Chapter specific application exercises will help you think about research design in practice or have you explore a relevant resource.

Exercise 1: Readability

Your word processing software should have an option to check the readability of your writing. Typically, this check will provide a number of indirect measures of readability such as the average number of sentences per paragraph, words per sentence, characters per word, and percentage of passive sentences. You may also be able to get specific measures of readability such as the Flesch Reading Ease score and the Flesch–Kincaid Grade Level score.

Type or import sample paragraphs from a scholarly journal such as Communication Monographs into your word processing software and obtain readability statistics, especially the Flesch–Kincaid Grade Level score. This latter statis­tic gives you the grade level of readers capable of reading the content. Repeat this exercise for an extract of science writing from The New York Times and from your local newspaper.

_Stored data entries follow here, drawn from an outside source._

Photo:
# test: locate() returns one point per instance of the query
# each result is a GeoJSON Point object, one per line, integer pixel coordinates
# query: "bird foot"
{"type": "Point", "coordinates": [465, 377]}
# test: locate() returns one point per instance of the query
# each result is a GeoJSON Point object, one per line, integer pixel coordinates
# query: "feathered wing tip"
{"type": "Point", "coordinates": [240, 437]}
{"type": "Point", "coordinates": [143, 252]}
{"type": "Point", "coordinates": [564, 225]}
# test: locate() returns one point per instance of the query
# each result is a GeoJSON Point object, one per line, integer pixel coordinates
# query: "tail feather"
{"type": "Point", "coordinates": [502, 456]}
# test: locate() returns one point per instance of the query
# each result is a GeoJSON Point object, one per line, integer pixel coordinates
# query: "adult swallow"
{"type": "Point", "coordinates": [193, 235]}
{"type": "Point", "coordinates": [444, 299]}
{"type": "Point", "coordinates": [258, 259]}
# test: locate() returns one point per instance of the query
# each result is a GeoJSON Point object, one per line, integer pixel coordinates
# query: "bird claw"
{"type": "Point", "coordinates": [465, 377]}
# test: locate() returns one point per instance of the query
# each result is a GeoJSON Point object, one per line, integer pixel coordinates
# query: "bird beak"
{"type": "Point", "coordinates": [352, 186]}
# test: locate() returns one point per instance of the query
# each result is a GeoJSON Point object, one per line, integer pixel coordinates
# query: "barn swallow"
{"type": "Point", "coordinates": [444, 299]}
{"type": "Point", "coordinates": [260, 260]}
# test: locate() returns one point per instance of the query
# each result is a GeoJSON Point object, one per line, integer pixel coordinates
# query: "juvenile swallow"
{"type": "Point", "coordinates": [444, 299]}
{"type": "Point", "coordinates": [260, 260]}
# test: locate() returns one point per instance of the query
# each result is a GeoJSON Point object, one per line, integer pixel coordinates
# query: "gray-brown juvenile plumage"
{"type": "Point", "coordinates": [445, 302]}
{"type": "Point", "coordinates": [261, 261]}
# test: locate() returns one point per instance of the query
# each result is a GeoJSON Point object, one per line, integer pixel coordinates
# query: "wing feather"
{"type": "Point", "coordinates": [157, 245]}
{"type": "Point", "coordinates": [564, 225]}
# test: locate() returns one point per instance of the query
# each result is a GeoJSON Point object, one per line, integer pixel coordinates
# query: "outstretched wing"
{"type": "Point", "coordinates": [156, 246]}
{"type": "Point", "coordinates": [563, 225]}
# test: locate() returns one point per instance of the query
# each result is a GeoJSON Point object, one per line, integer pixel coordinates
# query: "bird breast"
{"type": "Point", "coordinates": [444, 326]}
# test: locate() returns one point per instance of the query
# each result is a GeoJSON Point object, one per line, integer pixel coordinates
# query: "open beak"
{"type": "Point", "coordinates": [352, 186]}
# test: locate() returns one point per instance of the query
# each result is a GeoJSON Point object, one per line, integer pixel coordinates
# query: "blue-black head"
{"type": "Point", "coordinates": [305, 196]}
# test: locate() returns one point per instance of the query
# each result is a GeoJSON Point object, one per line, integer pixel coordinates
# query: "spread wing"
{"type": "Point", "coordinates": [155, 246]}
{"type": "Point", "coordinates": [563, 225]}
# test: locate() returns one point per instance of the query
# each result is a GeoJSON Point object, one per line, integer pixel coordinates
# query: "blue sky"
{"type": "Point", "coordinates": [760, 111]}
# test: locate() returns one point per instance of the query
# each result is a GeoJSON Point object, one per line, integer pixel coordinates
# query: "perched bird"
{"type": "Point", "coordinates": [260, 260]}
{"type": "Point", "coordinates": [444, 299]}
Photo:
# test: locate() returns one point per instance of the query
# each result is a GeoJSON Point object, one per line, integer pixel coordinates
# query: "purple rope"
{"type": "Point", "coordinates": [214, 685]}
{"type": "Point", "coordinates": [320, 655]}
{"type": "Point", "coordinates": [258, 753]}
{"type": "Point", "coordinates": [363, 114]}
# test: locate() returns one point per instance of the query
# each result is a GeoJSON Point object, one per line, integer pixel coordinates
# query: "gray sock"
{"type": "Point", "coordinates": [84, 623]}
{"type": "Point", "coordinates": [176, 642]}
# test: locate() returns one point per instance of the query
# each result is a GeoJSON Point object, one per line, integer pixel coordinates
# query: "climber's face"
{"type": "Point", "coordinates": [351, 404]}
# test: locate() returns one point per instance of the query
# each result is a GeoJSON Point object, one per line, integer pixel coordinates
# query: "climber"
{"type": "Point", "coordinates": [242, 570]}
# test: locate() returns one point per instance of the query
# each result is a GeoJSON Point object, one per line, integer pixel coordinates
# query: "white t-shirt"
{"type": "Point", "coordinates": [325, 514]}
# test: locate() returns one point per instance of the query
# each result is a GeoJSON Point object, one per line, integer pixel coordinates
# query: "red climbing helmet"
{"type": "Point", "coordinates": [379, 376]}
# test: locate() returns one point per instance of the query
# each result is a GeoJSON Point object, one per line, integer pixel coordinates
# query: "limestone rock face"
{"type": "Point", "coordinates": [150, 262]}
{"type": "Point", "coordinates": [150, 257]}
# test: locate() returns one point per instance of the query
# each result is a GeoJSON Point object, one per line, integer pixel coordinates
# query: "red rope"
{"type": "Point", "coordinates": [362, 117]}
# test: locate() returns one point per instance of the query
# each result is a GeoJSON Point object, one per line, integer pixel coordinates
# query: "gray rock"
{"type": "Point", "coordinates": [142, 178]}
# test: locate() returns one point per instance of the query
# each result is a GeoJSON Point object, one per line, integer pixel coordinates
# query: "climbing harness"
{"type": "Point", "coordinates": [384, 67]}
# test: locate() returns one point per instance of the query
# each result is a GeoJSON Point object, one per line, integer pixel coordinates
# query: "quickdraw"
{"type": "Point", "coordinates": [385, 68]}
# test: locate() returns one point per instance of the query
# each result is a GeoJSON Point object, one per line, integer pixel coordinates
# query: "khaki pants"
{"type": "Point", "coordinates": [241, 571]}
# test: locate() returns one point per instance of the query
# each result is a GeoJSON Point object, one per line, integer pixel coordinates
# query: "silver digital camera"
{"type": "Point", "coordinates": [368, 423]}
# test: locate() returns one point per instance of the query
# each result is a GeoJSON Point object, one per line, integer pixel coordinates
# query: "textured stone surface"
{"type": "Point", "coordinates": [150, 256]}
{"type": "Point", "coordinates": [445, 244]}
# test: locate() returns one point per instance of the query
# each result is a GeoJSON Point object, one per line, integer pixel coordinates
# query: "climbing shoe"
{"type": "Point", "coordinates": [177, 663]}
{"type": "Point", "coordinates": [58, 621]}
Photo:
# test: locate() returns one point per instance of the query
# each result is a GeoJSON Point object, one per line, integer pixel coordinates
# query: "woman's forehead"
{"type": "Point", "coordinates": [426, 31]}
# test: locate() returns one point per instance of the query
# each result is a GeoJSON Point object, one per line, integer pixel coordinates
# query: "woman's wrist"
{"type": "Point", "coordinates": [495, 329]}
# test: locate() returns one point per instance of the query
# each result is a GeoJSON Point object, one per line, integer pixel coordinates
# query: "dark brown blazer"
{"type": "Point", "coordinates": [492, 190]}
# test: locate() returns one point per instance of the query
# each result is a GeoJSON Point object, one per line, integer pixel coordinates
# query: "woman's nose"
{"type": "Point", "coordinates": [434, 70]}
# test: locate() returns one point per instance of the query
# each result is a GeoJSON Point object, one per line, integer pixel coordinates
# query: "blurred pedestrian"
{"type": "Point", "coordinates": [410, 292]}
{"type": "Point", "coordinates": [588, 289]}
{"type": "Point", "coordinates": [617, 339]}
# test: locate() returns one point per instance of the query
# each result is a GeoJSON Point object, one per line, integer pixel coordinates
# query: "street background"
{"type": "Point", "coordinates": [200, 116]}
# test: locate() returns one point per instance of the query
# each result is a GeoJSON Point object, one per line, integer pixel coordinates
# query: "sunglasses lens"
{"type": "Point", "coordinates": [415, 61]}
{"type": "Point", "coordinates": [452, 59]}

As a point of reference, 2014 U.S. Census data indicate that approximately 12% of U.S. citizens over the age of 25 have an advanced academic degree, 32% have a bachelor’s degree, and 88% are high school graduates (U.S. Census Bureau, 2015). Based on the readability scores you obtained, what percentage of the population is likely to be able to successfully read each of the articles you sampled?

What information is lost as you compare a scholarly article with a local newspaper account of scholarly research?

Exercise 2: Slideware Presentation

Select two articles from a scholarly journal—one qualitative, one quantitative. Using slideware such as Microsoft PowerPoint or Apple Keynote, design no more than six summary presentation slides for each article. Which type of article can be most easily summarized using slideware? Why?

Exercise 3: Writing Styles

Compare the report of a conventional survey or experimental study from a scholarly journal with a narrative report such as Pacanowsky’s “A Small-Town Cop” (1983). What differences do you find between the two reports with respect to:

  • Your ability to relate to the individuals in each study?
  • The level of insight each study provides you?
  • The ease with which policy makers could make policy decisions based on each study?

Exercise 4: Assessing Researchers’ Community Engagement 

A 2015 survey of members of the AAAS (Rainie et al., 2015) found that about 40% of them often or occasionally do at least two of four activities—talk with nonexperts, talk with the media, use social media, or blog. Nearly half engage in one of these four activities either often or occasionally. These activities suggest that that researchers need to move—and are moving—beyond traditional scholarly publishing if they are to engage with the community at large.

You can use these four activities as a crude measure of community engagement by scholarly authors.

Use your online research skills to identify communication scholars in your area(s) of interest and research their professional communication activities as far as possible. Assign each a score between 0 (you find no evidence of the above four activities) and 4 (you find evidence for all four of the activities). How do you rate these scholars for com­munity engagement? What other measures of community engagement can you think of?